There are currently recommendations as to whom should be considered for genetic testing. Unequivocally individuals with family members of known mutation in BRCA1/2, PALB2, TP53, ATM, CHEK2 genes. As a rule of thumb, one first-degree affected member below the age of 40, two first-degree relatives below the age of 50, and three first-degree relatives below the age of 60 are also candidates for genetic testing. Also women below the age of 40 with breast cancer and those with triple-negative breast cancer below 60 years should also be considered for genetic testing. Bilateral cancer and male breast cancer also merit genetic testing. This may affect the primary treatment especially in triple-negative cases [9]. Whether to conserve the breast or not is debatable. Breast irradiation will definitely affect the outcome if reconstruction will be done at a later stage. Risk-reducing measures for the contralateral unaffected breast should also be available. Trials with targeted chemotherapies such as the PARP inhibitors are ongoing [10].

The surgical procedures for bilateral risk-reducing mastectomy often include restoration of a breast mould by either implants or by autologous means. Depending on the volume of the breasts, patients’ expectations, and feasibility, different incisions are used for mastectomies. Conserving the skin envelope facilitates using permanent implants. On the other hand, in ptotic breasts, redundant skin may have to be excised or performance of the mastectomy through Wise pattern incisions. Nipple-areola-sparing techniques have become standard to improve cosmesis and are performed via periareolar or sub-mammary incisions [11]. Acellular dermal matrix/dermal sling methods (subcutaneous tissue as a flap after removal of glandular tissue) have become an adjunct to achieve volume and ptosis. However, both methods are associated with some complications. Especially ADM giving red skin features and increased seroma formation [12].

4.2 Contralateral Risk-Reducing Mastectomy in High-Risk Women with a Previous Breast Cancer History

BRCA1/2 gene mutation carriers diagnosed with breast cancer still carry an increased lifetime risk to develop a contralateral breast malignancy. The primary treatment whether surgical and oncologic targets the index lesion and is preventive for systemic spread. It will also protect the remaining breast. As local relapses often occur within 2 years of primary treatment, many breast surgeons prefer to wait for the risk-reducing procedure to overcome this risk.

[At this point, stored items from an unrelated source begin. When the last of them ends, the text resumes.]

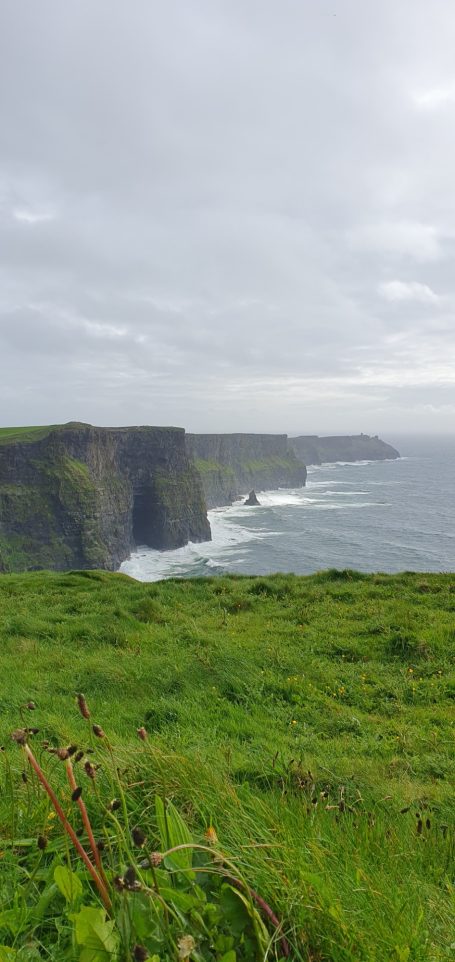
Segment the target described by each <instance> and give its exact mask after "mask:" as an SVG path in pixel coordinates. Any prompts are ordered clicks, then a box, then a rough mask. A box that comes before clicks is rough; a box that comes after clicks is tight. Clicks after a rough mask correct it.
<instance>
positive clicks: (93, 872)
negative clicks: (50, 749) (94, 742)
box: [23, 744, 111, 911]
mask: <svg viewBox="0 0 455 962" xmlns="http://www.w3.org/2000/svg"><path fill="white" fill-rule="evenodd" d="M23 748H24V752H25V754H26V756H27V759H28V761H29V763H30V765H31V767H32V768H33V770H34V771H35V774H36V775H37V776H38V778H39V781H40V782H41V784H42V786H43V788H44V790H45V791H46V792H47V794H48V795H49V798H50V800H51V802H52V805H53V806H54V809H55V812H56V815H58V817H59V819H60V821H61V823H62V825H63V828H64V829H65V832H66V833H67V835H69V837H70V839H71V841H72V843H73V845H74V847H75V849H76V851H77V853H78V854H79V855H80V857H81V859H82V861H83V862H84V865H85V867H86V868H87V870H88V872H90V875H91V876H92V879H93V881H94V883H95V885H96V887H97V889H98V891H99V893H100V896H101V899H102V901H103V905H104V907H105V908H106V909H107V910H108V911H109V910H110V909H111V900H110V898H109V894H108V891H107V889H106V886H105V884H104V882H103V880H102V879H101V878H100V877H99V875H98V872H97V871H96V868H95V866H94V865H93V864H92V862H91V861H90V859H89V857H88V855H87V852H86V851H85V849H84V848H83V847H82V845H81V843H80V841H79V839H78V838H77V835H76V833H75V831H74V829H73V826H72V825H71V824H70V822H69V821H68V819H67V817H66V815H65V813H64V811H63V809H62V806H61V805H60V802H59V800H58V798H57V796H56V794H55V792H54V789H53V788H52V787H51V785H50V784H49V782H48V780H47V778H46V776H45V774H44V772H43V770H42V768H41V766H40V765H39V763H38V762H37V760H36V758H35V756H34V754H33V752H32V750H31V748H30V747H29V745H27V744H25V745H24V746H23Z"/></svg>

The bilateral procedure in asymptomatic women challenges the cosmetic outcome somewhat differently than when a contralateral risk-reducing mastectomy is done. Studies of both groups found an overall high satisfaction and retained health-related quality of life [13,14,15]. Lack of sensation, sexual impairment, and discomfort in social situations occur in both groups [15]. Women with breast cancer having had radiation therapy to the breast face revision surgeries in the reconstructed, irradiated breast in about 40% [16, 17]. However, very few women regret their decision of ablative surgery.